All olive varieties are susceptible to this disease however the degree of infection varies among them.
Symptoms: circular spots or sooty blotches on leaves develop (usually 2mm to 10mm in diameter), at the beginning not clearly visible, but once the fungus has grown the spots are clear and usually dark in color surrounded by pale yellow tissue. As the disease spreads through the leaves it causes olive leaf defoliation. Many infected leaves remain on the tree and act as a source of spores for later infections. More lesions develop low in the olive tree.
Comments on the disease: The Peacock Spot fungus survives in old leaf lesions that have a white, crusty appearance. The margins of these legions enlarge in autumn (fall) and a new crop of spores develops there. Infection is associated with rainfall and high moisture levels; most infections occur during winter. High temperatures restrict spore germination and growth, thus the disease is less likely to be active during warm, dry summers.
Control: the best tool against Peacock Spot disease is prevention through copper sprays. A minimum of about 4 sprays are recommended per year as a preventative measure against Peacock Spot. It is recommended to start spraying as soon as the weather conditions are favorable for the disease. The first application must be followed up by successive sprays 10 to 14 days until the unfavorable conditions have disappeared.
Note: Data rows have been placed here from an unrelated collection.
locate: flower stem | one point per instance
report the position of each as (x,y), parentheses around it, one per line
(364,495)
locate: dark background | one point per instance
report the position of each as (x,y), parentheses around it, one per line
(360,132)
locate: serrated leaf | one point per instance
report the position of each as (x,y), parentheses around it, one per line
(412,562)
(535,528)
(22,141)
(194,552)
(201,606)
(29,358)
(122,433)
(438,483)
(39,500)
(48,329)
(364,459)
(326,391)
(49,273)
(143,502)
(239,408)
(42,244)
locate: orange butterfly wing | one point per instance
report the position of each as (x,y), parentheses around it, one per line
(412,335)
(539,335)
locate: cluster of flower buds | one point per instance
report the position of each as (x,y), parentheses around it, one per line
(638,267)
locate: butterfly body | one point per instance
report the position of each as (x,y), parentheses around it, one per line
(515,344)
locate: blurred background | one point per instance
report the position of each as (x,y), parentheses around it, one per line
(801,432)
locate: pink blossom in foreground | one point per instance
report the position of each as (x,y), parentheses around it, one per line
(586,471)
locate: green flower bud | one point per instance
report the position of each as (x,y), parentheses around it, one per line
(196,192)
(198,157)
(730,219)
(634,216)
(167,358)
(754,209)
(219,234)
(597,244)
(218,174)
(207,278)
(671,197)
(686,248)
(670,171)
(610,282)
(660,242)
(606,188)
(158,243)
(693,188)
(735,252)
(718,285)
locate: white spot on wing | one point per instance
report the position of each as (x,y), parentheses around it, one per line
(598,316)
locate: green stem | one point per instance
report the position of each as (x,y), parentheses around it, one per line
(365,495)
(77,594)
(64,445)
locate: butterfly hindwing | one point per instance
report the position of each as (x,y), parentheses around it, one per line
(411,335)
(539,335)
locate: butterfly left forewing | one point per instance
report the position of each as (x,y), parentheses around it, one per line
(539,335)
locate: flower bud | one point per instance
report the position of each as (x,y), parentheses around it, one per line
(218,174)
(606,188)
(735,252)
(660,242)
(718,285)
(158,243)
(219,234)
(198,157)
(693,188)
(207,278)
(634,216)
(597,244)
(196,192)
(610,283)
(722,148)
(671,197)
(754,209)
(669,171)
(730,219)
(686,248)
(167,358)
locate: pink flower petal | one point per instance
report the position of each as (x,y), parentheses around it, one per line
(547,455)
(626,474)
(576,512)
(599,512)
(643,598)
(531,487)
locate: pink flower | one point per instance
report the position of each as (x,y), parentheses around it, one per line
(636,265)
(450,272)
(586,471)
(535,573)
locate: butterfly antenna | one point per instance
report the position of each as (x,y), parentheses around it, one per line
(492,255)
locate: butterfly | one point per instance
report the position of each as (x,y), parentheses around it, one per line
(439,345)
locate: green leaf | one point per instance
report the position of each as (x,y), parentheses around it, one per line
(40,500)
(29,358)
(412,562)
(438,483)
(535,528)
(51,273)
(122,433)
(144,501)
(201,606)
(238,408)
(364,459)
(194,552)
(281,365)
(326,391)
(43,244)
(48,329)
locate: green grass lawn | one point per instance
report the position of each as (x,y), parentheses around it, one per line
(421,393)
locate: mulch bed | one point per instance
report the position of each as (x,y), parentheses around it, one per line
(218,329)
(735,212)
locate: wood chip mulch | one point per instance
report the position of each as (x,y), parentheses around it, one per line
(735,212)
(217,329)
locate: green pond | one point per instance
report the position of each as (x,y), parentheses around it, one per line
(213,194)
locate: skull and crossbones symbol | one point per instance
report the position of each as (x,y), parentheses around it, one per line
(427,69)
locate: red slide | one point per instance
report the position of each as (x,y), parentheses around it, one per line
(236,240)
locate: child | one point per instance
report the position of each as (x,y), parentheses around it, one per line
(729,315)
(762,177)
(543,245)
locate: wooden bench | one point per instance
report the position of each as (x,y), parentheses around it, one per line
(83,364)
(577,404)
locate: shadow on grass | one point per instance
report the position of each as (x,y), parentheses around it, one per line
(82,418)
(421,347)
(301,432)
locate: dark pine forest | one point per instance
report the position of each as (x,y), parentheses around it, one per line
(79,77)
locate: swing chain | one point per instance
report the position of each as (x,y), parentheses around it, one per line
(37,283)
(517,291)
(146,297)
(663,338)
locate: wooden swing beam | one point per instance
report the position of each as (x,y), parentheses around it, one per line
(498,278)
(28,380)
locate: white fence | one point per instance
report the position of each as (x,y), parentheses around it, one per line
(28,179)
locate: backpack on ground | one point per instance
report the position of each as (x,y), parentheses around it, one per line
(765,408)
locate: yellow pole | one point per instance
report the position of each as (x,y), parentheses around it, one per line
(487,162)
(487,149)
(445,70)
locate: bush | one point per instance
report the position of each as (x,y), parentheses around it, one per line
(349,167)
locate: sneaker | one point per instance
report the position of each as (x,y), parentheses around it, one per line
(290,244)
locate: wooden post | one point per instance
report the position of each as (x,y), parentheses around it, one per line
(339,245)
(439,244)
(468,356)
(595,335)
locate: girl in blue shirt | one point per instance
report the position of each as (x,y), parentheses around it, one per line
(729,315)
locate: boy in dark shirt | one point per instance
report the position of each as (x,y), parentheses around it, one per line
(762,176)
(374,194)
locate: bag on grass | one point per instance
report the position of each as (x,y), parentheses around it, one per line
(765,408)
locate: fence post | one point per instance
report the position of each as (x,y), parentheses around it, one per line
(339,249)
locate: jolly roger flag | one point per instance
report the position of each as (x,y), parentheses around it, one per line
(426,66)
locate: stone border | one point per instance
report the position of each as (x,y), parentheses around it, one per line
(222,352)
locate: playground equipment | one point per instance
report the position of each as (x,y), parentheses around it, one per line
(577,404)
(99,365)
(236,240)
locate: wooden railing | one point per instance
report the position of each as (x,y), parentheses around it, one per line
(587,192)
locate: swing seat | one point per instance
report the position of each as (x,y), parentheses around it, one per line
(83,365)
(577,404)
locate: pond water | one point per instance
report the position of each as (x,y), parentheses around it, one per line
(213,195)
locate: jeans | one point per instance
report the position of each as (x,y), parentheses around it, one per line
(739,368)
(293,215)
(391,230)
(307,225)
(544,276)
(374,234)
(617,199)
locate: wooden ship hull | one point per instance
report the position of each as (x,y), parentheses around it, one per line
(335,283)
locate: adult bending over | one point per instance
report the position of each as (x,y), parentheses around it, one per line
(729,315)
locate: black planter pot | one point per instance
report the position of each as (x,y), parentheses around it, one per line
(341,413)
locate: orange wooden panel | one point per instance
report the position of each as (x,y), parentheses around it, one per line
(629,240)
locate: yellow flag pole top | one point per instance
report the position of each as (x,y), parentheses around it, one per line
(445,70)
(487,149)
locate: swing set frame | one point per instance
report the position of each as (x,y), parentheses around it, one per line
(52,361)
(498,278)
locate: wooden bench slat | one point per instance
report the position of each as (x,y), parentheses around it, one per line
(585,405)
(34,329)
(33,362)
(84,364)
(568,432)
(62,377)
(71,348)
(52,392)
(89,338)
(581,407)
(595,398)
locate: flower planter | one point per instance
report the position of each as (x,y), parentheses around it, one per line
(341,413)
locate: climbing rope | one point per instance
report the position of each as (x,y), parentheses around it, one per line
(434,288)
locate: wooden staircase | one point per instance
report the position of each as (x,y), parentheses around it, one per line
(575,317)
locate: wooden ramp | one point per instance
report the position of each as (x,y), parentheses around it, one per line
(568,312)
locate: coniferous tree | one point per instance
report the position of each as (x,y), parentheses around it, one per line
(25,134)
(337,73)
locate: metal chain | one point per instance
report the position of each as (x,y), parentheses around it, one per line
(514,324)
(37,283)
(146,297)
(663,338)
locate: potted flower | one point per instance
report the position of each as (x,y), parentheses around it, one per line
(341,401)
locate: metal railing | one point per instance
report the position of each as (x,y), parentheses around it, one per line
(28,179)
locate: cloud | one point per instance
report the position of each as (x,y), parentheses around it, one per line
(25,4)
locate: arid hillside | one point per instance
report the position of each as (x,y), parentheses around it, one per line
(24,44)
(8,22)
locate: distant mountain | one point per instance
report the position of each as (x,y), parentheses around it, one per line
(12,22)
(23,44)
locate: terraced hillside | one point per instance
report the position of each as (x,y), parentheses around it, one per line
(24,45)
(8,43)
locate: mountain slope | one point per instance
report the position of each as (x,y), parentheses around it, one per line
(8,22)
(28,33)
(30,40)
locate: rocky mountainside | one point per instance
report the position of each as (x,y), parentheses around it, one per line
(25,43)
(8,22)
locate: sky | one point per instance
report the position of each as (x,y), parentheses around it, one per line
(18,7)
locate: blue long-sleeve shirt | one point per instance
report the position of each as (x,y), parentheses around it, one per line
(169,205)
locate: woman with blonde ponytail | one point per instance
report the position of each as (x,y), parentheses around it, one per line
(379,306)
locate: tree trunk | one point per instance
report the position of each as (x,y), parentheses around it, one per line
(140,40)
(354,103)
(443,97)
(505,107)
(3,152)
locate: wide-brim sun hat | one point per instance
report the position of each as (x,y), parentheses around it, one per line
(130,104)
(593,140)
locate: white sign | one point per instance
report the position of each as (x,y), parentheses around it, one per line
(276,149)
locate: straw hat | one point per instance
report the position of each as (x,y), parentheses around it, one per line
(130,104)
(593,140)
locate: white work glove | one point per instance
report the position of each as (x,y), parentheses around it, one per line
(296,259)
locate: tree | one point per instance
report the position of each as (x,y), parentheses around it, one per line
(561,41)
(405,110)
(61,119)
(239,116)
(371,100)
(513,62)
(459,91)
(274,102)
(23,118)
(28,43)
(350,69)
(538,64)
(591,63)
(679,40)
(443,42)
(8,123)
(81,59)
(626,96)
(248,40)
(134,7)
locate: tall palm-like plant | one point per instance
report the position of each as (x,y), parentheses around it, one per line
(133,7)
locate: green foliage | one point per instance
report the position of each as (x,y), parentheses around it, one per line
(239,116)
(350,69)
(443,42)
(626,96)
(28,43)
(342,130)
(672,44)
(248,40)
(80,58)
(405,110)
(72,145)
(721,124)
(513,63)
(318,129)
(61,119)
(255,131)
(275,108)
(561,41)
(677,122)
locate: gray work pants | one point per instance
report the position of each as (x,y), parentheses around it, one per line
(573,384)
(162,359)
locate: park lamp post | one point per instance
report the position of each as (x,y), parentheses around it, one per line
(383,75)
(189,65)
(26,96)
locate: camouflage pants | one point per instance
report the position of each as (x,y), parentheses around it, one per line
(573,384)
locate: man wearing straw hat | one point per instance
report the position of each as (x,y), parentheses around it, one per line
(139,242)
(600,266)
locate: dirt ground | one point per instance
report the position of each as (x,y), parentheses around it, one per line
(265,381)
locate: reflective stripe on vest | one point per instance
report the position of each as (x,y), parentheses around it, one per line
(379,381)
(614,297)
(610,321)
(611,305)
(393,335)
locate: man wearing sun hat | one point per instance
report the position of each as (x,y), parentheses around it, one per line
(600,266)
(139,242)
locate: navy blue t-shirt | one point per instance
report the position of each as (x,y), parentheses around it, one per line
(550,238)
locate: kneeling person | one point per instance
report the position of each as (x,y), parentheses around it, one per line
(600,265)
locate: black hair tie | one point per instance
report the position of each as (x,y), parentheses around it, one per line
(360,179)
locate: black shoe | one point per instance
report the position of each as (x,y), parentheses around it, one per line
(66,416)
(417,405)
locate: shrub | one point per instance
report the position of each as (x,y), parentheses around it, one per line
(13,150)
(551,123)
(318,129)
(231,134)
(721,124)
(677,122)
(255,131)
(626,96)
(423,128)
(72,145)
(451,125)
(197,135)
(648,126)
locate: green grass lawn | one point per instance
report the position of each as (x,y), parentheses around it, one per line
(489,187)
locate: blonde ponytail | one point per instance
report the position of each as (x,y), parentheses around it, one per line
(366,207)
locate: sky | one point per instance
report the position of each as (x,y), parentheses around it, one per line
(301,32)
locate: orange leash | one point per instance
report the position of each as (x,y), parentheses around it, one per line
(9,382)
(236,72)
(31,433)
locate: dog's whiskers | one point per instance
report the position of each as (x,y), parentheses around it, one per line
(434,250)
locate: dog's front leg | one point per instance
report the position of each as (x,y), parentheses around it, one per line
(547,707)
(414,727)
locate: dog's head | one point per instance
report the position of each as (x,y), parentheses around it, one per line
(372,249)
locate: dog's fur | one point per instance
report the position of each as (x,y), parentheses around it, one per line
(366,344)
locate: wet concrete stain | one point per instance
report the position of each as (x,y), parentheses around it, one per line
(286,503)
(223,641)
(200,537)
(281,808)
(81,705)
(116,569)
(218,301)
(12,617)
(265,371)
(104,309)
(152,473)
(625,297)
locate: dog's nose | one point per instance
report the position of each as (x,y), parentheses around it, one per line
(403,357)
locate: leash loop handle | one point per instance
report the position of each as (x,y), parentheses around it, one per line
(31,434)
As copper is a contact fungicide it is very important to achieve good coverage of the leaves as the untreated areas will still be susceptible to the fungus.
It is important to check the weather conditions and spray as soon as these conditions are expected.
In cases of severe infection, spraying copper will cause a leaf drop, however, there is no reason to stop spraying as this will help to reduce the number of infected leaves that remain on the tree, therefore it will reduce the number of spores on the trees.
NOTE: If the tree is flowering (i.e. with the olive flowers ready to open) it is important to avoid spraying as this could reduce fruit set and may cause the small fruits to drop.
Prevention: Once Peacock Spot disease has become endemic in the grove, it is necessary to maintain a regular copper spray as a preventative. The nutritional condition, particularly Calcium deficiencies are factors that can make the trees more susceptible to fungal infection. Stress caused by a lack of irrigation or fertilizer application is an important factor as well.
It is therefore very important to take leaf samples every summer and also monitor the soil moisture on a weekly basis.
Pruning is also a preventative tool against Peacock Spot in cases where high infections have been identified. It is important to prune your olive tree and open the canopy to allow for better airflow.